I never liked the timer approach to the cat feeder because it assumes the motor turns at a constant speed, and the darkroom timer is not easy to adjust accurately in the range of 2-4 seconds. I thought about adding a shaft encoder to make the system closed-loop. I also thought about using a mechanical means to control the shaft (ie a Geneva Wheel). Finally, I decided to use a strong stepper motor in open-loop control. I also wanted to keep the same gear reduction box that was originally coupled to the food dispenser. It's torque amplification is helpful, and it has also become a structural part of the feeder, so not easy to change.

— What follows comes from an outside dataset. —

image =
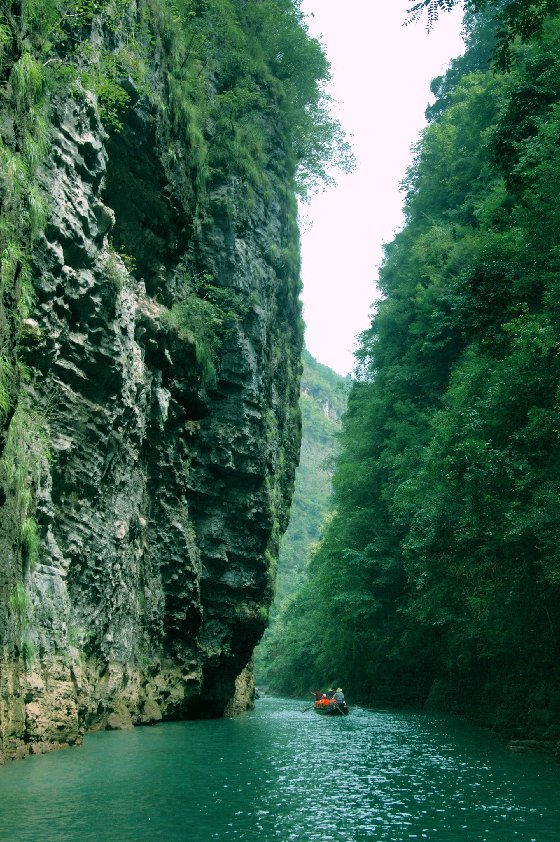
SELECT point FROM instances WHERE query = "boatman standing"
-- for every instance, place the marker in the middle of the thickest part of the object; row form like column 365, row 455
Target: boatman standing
column 339, row 696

I removed the old DC motor and pulled the armature off the shaft. I cut the shaft, then built a press-fit delrin coupler to mate the stepper motor shaft to the remaining piece of original shaft (with an integral helical gear on the end). I then made some spacers out of delrin and mounted the motor to the gearbox.


I used an Atmel AT-Mega8 AVR to turn the stepper motor through four shaft rotations when power is applied. I used PN2222 transistors to switch the unipolar motor windings. The transistors are driven through resistors by half the D port in the AVR. The gear reducer's output will spin about 1/6 of a turn, which will advance the "butterfly valve" in the feeder enough to dispense a single serving. I coded the Atmel chip using Atmel's IDE in C with WinAVR. I used PonyProg to download the code into the chip via a simple parllel port interface. I would normally use an Arduino or similar microcontroller for projects like this, but this one is so simple, a full-fledge microcontroller would be overkill and too expensive. The AT-Mega8 is about $6 and needs a $1 crystal. The Arduino is around $30.




My cat stuck his head into a pile of plastic shavings the garage and managed to get a couple scraps stuck in his whiskers.